W Białymstoku ostatnio tyle cudów i nagłych zwrotów akcji ma miejsce, że rzeczywistość bardziej zaczyna przypominać najbardziej dynamiczne ujęcia z „Mody na sukces”. Dziś miała się odbyć pierwsza debata prezydencka, ale nie wiadomo czy do niej w ogóle dojdzie.
Na debatę zostali zaproszeni wszyscy kandydaci na prezydenta Białegostoku. Jednak w ostatniej chwili, bo wieczorem w przeddzień debaty, pojawiła się informacja, że udziału w niej nie weźmie Tadeusz Truskolaski. Okazało się, że zamiast na debacie, kandydat i obecny prezydent Białegostoku w jednej osobie, wieczór spędzi Brukseli.
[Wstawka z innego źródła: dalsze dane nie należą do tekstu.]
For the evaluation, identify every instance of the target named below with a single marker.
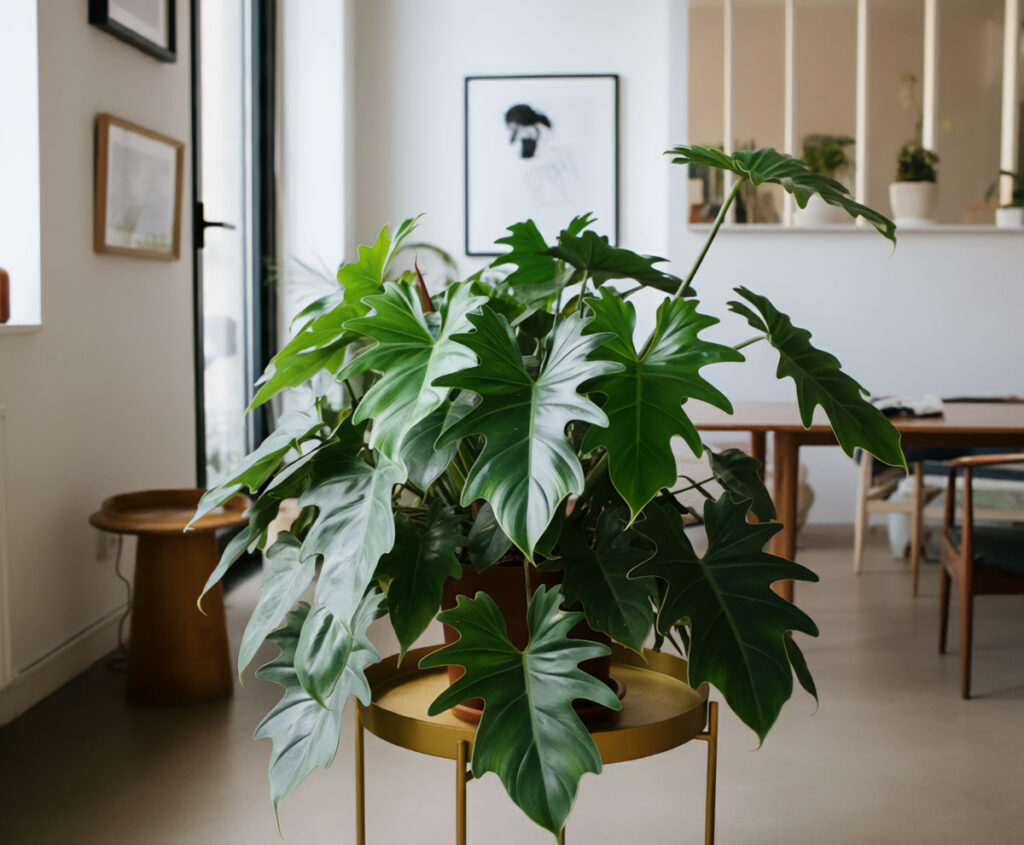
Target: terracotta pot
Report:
(504, 583)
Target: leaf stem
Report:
(685, 286)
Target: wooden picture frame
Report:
(155, 34)
(543, 146)
(139, 177)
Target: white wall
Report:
(100, 399)
(940, 314)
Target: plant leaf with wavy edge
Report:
(737, 473)
(819, 380)
(596, 577)
(410, 354)
(768, 165)
(416, 568)
(594, 256)
(304, 732)
(737, 624)
(292, 429)
(322, 343)
(353, 526)
(285, 579)
(529, 734)
(645, 399)
(526, 466)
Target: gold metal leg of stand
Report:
(360, 801)
(461, 761)
(711, 736)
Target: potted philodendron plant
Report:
(825, 155)
(471, 419)
(1011, 214)
(912, 195)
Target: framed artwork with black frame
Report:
(540, 148)
(148, 25)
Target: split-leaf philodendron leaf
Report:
(529, 734)
(820, 381)
(737, 624)
(527, 466)
(645, 395)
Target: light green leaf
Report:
(771, 166)
(285, 579)
(596, 577)
(737, 473)
(527, 466)
(737, 624)
(304, 732)
(423, 558)
(820, 381)
(410, 353)
(529, 734)
(645, 399)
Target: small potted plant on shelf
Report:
(912, 195)
(1011, 214)
(825, 155)
(510, 424)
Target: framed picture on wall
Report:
(147, 25)
(541, 148)
(138, 191)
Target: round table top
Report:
(659, 712)
(165, 511)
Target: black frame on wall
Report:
(99, 15)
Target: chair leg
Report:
(944, 581)
(915, 519)
(860, 515)
(967, 636)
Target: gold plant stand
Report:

Zostanie przesłane jedynie video z nagraniem, na którym prezydent odpowie na pytania, jakie organizatorzy debaty rozesłali wszystkim kandydatom.
Ale dopiero wczoraj wieczorem pozostali kandydaci dowiedzieli się, że zamiast porozmawiać na żywo, porozmawiają sobie z monitorem. Jak udało nam się ustalić organizator debaty nie widzi problemu w tym, aby pozostali kandydaci również nagrali takie video i przesłali jako swój głos w dyskusji. W tej sytuacji nie wiadomo czy do debaty w ogóle dojdzie. Bo jeśli pozostali kandydaci zachowają się tak samo, to goście i uczestnicy debaty przyjdą pooglądać sobie filmy zamiast posłuchać na żywo i poobserwować jak zachowuje się potencjalny przyszły gospodarz. Jak radzi sobie na żywo z pytaniami, gestami, jak siedzi lub czy choćby składnie się wypowiada.
Mamy nadzieję, że do debaty jednak mimo wszystko dojdzie. Zaś co do zachowania zarówno organizatorów w tej sytuacji jak i samego prezydenta miasta, wnioski pozostawiamy czytelnikom.